How to solve coin change task when order does matters?

Question

As I found in here,

Coin Change is the problem of finding the number of ways of making changes for a particular amount of cents, n, using a given set of denominations d_1....d_m. It is a general case of Integer Partition, and can be solved with dynamic programming.

The problem is typically asked as: If we want to make change for N cents, and we have infinite supply of each of S = { S_1, S_2,....., S_m } valued coins, how many ways can we make the change? (For simplicity's sake, the order does not matter.)

I tried this and this works fine. So How I can modify this to find all possible coin combinations when the order of different coins actually does matter.

i.e. : before

For example, for N = 4,S = {1,2,3}, there are four solutions: {1,1,1,1},{1,1,2},{2,2},{1,3}.

now :

for N = 4,S = {1,2,3}, there are 7 solutions: {1,1,1,1},{1,1,2},{1,2,1},{2,1,1},{2,2},{1,3},{3,1}

here {1,1,1,1} even though one can pick the four '1's in different order it has to be considered as one final combination. rather than considering that four coins are different. so actually the order of different coins has to be different to count it as a separate combination.

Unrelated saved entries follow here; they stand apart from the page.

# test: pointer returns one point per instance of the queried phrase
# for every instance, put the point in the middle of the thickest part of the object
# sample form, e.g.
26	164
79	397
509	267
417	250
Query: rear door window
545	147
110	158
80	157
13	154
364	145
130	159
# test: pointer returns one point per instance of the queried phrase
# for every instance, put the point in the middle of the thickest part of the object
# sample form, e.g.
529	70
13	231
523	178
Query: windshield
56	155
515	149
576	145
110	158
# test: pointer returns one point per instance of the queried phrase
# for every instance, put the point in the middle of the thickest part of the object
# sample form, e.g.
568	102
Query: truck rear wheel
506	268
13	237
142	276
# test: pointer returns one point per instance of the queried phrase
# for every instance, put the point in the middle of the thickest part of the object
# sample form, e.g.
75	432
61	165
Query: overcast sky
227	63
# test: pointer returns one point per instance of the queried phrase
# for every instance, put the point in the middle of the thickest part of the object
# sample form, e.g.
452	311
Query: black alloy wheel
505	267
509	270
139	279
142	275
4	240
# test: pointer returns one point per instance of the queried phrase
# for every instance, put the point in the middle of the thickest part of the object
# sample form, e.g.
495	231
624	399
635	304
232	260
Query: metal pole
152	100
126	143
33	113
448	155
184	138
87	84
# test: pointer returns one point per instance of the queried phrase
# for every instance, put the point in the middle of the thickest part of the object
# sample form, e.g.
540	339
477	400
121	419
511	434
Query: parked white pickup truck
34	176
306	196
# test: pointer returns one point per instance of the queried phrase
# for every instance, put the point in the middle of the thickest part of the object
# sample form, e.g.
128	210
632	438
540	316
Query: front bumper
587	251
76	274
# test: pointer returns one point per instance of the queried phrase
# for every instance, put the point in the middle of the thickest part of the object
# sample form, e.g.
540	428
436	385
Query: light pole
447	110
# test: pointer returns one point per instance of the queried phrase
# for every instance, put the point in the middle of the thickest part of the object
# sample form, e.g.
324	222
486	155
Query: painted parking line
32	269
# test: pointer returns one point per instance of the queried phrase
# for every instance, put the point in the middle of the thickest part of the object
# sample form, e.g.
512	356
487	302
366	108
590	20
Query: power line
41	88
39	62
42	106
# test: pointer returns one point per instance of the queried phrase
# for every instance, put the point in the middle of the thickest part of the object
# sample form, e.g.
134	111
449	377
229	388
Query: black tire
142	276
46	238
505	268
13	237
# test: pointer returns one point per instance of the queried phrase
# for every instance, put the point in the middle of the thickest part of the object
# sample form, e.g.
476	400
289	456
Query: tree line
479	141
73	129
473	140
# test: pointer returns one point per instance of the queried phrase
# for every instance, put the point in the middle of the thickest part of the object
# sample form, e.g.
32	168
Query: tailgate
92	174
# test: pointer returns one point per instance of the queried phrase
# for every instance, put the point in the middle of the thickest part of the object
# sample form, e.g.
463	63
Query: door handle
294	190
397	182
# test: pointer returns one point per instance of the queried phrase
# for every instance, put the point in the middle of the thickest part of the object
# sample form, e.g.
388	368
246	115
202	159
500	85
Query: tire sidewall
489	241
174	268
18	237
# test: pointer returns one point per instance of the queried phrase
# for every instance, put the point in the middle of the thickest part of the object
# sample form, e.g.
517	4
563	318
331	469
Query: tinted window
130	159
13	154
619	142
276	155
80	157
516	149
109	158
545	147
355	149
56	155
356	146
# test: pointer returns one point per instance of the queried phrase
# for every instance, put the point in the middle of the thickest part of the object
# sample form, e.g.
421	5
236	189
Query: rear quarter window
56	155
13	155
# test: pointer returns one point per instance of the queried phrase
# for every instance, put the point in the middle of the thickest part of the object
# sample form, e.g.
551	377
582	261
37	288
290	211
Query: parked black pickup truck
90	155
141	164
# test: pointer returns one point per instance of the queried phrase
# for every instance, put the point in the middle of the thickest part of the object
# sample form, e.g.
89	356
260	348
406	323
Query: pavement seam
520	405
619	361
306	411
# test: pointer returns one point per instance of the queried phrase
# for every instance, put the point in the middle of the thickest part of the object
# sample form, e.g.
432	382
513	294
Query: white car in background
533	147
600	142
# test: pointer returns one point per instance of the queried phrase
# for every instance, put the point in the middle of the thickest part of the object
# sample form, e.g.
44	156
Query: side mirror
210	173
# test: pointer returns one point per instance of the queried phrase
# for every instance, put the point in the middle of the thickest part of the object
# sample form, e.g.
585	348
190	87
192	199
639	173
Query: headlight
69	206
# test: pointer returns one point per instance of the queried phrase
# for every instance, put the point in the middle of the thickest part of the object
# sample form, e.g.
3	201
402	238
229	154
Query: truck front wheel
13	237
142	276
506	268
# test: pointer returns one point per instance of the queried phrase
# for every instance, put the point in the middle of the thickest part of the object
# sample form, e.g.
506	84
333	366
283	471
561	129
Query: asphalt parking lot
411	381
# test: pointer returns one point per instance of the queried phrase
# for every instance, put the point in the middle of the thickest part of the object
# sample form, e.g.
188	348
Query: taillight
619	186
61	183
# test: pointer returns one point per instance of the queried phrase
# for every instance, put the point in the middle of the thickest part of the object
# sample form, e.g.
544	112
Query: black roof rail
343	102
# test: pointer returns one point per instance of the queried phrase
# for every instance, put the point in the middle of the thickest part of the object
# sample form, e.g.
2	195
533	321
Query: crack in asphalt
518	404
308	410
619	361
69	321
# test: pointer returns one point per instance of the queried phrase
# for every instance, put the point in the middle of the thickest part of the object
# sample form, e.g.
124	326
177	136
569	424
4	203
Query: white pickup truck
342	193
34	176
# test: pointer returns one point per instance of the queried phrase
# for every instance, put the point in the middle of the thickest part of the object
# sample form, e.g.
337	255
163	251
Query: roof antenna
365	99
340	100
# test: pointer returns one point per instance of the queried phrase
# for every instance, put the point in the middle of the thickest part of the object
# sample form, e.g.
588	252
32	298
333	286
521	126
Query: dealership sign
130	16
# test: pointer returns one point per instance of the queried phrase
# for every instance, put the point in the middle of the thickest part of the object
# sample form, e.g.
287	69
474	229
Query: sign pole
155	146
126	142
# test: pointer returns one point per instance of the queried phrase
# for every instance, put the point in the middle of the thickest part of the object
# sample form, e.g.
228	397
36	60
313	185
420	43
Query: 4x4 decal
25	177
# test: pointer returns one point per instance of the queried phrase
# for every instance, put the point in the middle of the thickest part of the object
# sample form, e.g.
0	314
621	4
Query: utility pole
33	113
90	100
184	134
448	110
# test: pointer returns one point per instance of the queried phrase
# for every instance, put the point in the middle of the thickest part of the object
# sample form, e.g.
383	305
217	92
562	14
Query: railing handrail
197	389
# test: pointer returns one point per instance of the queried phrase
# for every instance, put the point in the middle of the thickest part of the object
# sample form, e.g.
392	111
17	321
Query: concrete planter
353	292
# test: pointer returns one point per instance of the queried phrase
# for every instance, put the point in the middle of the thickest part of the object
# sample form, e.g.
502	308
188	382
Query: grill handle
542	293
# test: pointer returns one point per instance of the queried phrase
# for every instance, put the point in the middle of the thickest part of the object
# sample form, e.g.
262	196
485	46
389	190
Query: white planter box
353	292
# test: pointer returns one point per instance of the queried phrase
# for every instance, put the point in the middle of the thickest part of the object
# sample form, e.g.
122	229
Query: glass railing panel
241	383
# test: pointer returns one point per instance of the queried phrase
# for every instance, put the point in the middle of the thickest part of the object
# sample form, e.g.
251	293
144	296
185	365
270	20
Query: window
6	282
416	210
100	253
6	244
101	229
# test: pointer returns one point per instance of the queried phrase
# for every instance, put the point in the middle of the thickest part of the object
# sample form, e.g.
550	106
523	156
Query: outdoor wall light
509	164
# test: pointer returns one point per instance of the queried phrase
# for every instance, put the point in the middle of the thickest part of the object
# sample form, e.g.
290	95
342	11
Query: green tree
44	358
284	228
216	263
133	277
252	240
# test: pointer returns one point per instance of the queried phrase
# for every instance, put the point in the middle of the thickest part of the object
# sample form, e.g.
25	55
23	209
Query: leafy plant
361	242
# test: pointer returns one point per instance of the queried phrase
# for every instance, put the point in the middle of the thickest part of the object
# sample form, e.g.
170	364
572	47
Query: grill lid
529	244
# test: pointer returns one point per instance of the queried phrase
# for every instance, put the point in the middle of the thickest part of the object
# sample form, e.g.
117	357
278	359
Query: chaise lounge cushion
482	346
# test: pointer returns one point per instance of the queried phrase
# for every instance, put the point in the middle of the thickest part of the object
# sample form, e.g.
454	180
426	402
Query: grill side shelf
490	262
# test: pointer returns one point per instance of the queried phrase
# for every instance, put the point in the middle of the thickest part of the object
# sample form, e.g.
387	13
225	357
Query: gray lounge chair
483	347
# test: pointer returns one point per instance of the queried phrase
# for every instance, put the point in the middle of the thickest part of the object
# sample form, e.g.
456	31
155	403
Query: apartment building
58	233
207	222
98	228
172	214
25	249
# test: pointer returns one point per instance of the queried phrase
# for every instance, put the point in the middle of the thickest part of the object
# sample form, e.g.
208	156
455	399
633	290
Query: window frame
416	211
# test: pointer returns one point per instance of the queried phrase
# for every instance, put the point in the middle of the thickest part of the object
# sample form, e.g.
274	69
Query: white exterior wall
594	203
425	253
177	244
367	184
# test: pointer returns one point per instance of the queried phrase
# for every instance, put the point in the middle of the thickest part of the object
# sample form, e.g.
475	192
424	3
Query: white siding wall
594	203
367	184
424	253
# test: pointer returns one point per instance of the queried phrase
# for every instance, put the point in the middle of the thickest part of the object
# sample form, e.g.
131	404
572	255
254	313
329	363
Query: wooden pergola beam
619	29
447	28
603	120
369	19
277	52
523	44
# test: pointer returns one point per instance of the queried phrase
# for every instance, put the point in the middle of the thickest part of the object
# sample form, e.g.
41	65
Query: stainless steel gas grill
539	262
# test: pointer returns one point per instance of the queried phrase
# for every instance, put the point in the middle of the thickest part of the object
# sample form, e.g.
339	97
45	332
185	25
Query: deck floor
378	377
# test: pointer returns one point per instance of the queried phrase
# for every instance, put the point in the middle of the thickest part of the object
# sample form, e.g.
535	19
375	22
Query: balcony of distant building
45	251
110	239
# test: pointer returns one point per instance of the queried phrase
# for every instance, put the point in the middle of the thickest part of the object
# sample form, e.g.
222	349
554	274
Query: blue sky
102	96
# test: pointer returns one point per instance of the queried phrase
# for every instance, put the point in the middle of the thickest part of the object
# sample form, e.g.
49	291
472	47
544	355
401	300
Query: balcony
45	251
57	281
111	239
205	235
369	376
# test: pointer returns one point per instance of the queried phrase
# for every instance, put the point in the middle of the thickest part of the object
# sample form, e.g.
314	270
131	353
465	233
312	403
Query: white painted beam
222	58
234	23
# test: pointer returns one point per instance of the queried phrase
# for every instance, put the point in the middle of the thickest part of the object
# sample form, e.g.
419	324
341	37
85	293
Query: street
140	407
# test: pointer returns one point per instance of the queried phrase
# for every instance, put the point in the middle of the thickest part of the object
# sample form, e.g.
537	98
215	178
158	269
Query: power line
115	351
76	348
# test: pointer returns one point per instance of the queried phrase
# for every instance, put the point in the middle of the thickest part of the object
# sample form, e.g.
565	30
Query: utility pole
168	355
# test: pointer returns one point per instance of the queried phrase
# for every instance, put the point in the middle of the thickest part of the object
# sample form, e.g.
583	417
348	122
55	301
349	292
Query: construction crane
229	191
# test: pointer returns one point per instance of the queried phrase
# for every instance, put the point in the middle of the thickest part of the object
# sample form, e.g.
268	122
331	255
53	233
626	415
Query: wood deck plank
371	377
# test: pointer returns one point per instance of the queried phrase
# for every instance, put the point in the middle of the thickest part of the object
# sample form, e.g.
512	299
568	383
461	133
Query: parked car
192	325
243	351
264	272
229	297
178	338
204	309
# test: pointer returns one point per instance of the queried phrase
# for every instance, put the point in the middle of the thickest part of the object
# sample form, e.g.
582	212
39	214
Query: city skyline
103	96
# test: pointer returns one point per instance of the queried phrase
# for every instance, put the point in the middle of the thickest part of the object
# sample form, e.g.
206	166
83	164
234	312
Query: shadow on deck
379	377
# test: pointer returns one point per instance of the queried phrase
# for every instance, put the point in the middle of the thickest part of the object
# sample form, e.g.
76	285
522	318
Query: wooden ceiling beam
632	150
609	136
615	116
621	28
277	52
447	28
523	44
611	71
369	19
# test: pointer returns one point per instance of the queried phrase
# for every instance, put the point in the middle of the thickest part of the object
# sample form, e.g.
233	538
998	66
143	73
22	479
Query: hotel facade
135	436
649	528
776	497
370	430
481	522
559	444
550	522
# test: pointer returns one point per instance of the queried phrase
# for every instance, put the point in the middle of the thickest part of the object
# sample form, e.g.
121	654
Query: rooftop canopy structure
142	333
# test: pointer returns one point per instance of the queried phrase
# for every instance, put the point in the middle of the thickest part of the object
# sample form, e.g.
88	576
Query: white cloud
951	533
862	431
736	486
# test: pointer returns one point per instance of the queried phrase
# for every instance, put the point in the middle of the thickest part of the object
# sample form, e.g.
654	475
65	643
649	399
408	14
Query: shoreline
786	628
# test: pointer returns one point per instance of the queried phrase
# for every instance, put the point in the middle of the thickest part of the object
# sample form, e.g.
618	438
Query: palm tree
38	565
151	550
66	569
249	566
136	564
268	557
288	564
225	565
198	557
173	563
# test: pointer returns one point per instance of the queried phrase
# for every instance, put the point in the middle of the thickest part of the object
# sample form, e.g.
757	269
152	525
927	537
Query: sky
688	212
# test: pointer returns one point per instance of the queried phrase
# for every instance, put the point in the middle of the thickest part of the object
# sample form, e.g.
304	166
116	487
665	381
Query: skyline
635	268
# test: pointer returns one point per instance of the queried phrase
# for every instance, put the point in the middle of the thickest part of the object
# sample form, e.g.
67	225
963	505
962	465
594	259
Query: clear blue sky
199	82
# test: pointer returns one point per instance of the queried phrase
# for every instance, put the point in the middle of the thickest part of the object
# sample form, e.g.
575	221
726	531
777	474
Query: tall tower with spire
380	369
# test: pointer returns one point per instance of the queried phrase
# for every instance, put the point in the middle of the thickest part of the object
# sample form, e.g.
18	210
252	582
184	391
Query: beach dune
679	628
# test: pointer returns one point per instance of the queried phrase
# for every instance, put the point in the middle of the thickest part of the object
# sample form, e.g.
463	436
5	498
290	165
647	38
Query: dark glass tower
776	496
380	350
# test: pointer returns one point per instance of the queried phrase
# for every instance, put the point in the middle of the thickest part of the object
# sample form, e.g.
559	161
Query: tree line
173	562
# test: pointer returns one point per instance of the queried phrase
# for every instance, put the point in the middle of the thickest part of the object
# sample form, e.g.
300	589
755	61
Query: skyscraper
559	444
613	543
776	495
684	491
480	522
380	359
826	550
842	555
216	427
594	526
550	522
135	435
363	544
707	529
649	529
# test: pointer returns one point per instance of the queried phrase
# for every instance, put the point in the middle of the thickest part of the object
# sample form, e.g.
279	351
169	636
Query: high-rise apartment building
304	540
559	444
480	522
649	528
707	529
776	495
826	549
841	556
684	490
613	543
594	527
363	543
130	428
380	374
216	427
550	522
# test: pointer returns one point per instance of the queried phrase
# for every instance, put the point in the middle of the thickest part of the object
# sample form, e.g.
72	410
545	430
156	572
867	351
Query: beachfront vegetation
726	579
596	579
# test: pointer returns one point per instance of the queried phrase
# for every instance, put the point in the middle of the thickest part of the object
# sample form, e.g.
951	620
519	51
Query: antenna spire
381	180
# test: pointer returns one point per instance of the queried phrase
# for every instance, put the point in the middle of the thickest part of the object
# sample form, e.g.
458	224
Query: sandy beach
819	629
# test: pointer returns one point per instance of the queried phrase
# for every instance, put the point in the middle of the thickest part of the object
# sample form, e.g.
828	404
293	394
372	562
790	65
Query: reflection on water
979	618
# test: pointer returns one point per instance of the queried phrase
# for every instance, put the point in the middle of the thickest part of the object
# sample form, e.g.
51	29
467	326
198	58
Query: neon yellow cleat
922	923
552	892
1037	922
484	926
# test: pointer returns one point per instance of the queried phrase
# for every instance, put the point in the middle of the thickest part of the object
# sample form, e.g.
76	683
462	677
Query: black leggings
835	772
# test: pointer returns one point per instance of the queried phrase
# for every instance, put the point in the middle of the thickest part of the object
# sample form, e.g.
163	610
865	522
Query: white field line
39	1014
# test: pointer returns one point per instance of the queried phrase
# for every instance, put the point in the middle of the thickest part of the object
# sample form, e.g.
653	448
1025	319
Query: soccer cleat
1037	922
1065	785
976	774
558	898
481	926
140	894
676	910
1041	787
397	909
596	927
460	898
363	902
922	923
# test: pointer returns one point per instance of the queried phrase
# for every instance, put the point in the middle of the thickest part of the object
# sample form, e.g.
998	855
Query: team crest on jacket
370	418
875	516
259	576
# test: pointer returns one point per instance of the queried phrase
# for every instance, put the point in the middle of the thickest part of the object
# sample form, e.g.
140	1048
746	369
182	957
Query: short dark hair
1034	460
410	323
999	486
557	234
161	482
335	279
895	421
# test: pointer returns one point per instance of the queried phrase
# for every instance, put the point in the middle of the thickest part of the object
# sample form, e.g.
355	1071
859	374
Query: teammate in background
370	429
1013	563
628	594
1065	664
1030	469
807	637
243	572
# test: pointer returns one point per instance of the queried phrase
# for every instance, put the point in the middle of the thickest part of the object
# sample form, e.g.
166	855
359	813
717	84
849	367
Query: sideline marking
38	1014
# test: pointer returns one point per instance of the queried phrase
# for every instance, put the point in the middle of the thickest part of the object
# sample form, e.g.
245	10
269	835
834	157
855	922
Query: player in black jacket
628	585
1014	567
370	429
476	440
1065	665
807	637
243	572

ex: {1,1,3} won't assume {1_a,1_b,3_a} is a combination and {1_b,1_a,3_a} is another combination with different ordering.

Answer 1

The current recursive implementation is very simplified. It only passes the remaining value and the index of the possible denominations. If you passed an array of denominations when you got to n==0 you could add another check to see if you have that combination already. If you do return 0 otherwise return 1.

This is a dynamic solution and requires much more memory than the other solution but it will get you the answer.

func count(n, m, p[])
//regular if checks with additional nested if in (n == 0)
return count( n, m - 1, p[] ) + count( n - S[m], 0, p[] + S[m] )

in this pseudo code p[] + S[m] just means to add S[m] to the next available position in p[]

EDIT:

Forgot to add in that you need to reset m when you dive down

// n is remaining value
// m is index of S array
// p[] is array of coins used
// solutions[] is an array of p[] arrays
func count( n, m, p[]) {
  if n == 0
    if (p[] not in solutions[]){
      solutions[].add(p[])
      return 1
    }else{
      return 0
    }
  if n < 0
    return 0
  if m <= 0 and n >= 1
    return 0
  return count(n, m - 1, p[]) + count( n - S[m], 0, p[].add(S[m]))
}

By starting with an empty array p[] each time you add a coin to the possible set you append that value to the array. When you get to the point where you've found a solution you see if it's unique. If so you add it to the count otherwise you ignore it. Because m is reset each time it will traverse all possible permutations.

Answer 2

Calculating just the number of solutions is much less effort than enumerating them all.

Lets take the example of S={1,2,3}, and call f(n) the number of solutions for amount n.

Then we have:

f(n) = 0 if n < 0

f(0) = 1

f(n) = f(n-1) + f(n-2) + f(n-3) if n > 0 (where the numbers 1,2,3 are the elements of S)

It is not too difficult to write a program performing these calculations. You could start with the low numbers and work your way up:

f(0) = 1
f(1) = 1
f(2) = 2
f(3) = 4
f(4) = 7
f(5) = 13
...

For this specific S it turns out each number is just the sum of the preceding three numbers.

How to arrive at this formula? I take again the specific set S={1,2,3} as example, the general case is likewise easy. To count the number of solutions for n look at the first element. It can be 1, 2, or 3. If it is 1, there are f(n-1) ways to arrange the remaining elements. If it is 2 there are f(n-2) ways for the remaining elements and finally if it is 3 there are f(n-3) ways for the remaining elements. The total number must therefore be the sum of the three.

Answer 3

If you're referring to the "Dynamic programming" algorithm in the referenced Wikipedia page, I think you can just change

table[ i, j ] = table[ i - S_j, j ] + table[ i, j - 1 ]

to

table[ i, j ] = table[ i - S_j, m ] + table[ i, j - 1 ]

but I'm not 100% sure yet. The point is that in the original problem, when you are examining coin S_j, you want to add in the number of possible solutions when the amount is i - S_j but only with coins up through S_j, so that you don't get permutations of a previous sequence. By changing it to table[i - S_j, m], you do count the permutations.

EDIT: On looking into it further, I believe that this is correct but equivalent to Henry's answer, which is much simpler. This version of the problem (counting all permutations) doesn't need values to be stored in a 2-D array, the way the original one does.